With the ever-growing penetration of RESs in power systems, FRP has become a new market product for addressing the challenges in power system operation. The basic concept and technical characteristics of FRP are introduced, and FRP imposes much less technical requirement for potential providers than other ancillary services. Subsequently, the mechanism of simultaneous provision of FRP and demand relief by IL is explored. The LSE is introduced as the mediator between multiple IL customers and the ISO. A stochastic RTUC model considering ramp requirements and IL participation is then presented to formulate the interactions between the ISO and LSEs. Simulation results show that the overall system benefits with LSEs as service providers come from three major aspects: (1) the start-up and operation costs of expensive units are avoided; (2) through provision of FRP by ILs, generating units are released, at least to some extent, from the requirement of upward FRP and thus can allocate generation resources to other needs of the power system; and (3) there is more flexibility for the power system concerned to meet the increased ramp requirement caused by high penetration of RES. On the other hand, the LSEs can also benefit by providing these services if proper compensations are in place.

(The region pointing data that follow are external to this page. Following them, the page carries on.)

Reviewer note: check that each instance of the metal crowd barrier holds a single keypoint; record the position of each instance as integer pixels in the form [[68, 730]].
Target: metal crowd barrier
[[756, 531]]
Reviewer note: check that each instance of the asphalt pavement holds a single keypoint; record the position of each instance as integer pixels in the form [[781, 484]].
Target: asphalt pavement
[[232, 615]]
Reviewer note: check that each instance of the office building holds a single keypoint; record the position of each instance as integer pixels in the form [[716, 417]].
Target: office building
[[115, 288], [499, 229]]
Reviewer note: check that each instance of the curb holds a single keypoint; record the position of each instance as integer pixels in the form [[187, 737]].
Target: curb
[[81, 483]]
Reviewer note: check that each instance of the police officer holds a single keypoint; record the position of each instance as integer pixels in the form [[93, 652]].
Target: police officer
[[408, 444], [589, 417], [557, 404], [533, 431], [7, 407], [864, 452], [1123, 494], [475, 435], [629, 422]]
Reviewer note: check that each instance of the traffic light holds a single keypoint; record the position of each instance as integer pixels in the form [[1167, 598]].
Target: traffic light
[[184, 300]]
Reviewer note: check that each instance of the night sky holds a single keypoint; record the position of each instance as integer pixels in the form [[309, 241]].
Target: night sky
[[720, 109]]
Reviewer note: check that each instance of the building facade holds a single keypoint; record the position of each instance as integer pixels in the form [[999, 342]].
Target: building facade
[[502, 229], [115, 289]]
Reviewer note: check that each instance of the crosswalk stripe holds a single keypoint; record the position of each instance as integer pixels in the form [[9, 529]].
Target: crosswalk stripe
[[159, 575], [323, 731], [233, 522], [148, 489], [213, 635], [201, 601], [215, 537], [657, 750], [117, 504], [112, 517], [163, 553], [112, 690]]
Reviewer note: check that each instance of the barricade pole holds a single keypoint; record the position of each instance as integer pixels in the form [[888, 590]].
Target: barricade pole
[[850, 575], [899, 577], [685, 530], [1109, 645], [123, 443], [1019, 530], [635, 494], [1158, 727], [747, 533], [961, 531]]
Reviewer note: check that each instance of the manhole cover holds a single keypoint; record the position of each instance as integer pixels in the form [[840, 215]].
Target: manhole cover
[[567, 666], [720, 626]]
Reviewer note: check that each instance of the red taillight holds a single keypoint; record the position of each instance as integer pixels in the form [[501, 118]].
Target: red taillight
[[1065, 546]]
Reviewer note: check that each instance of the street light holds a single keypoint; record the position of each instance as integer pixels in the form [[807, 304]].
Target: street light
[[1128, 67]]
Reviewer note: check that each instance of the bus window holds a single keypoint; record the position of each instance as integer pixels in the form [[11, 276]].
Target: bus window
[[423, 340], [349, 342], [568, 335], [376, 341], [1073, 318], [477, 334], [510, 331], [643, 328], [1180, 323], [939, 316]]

The interactions between LSEs and their customers are simulated using economic incentives. As a profit-seeking entity, each LSE runs a IL relief model, aiming to minimize the overall outage cost of its managed IL customers. On the other hand, IL customers intend to attain more profit by strategically reporting their customer types. To this end, an incentive compatible mechanism is designed so as to encourage each LSE to collect information about its customers. Simulation results show that customers with different cost-quantity characteristics are encouraged to reveal their true outage costs so as to gain the highest profits.

This work also discusses the mechanism and possibility of including IL as a FRP provider. A case study is employed to demonstrate the feasibility of the proposed method. Technical details of different kinds of RESs are not presented in this paper due to space limitation. It will be our future research effort to extend this study to actual power systems with targeted RES penetration levels so as to investigate the practical feasibility and to attain quantitative benefits with the participation of ILs.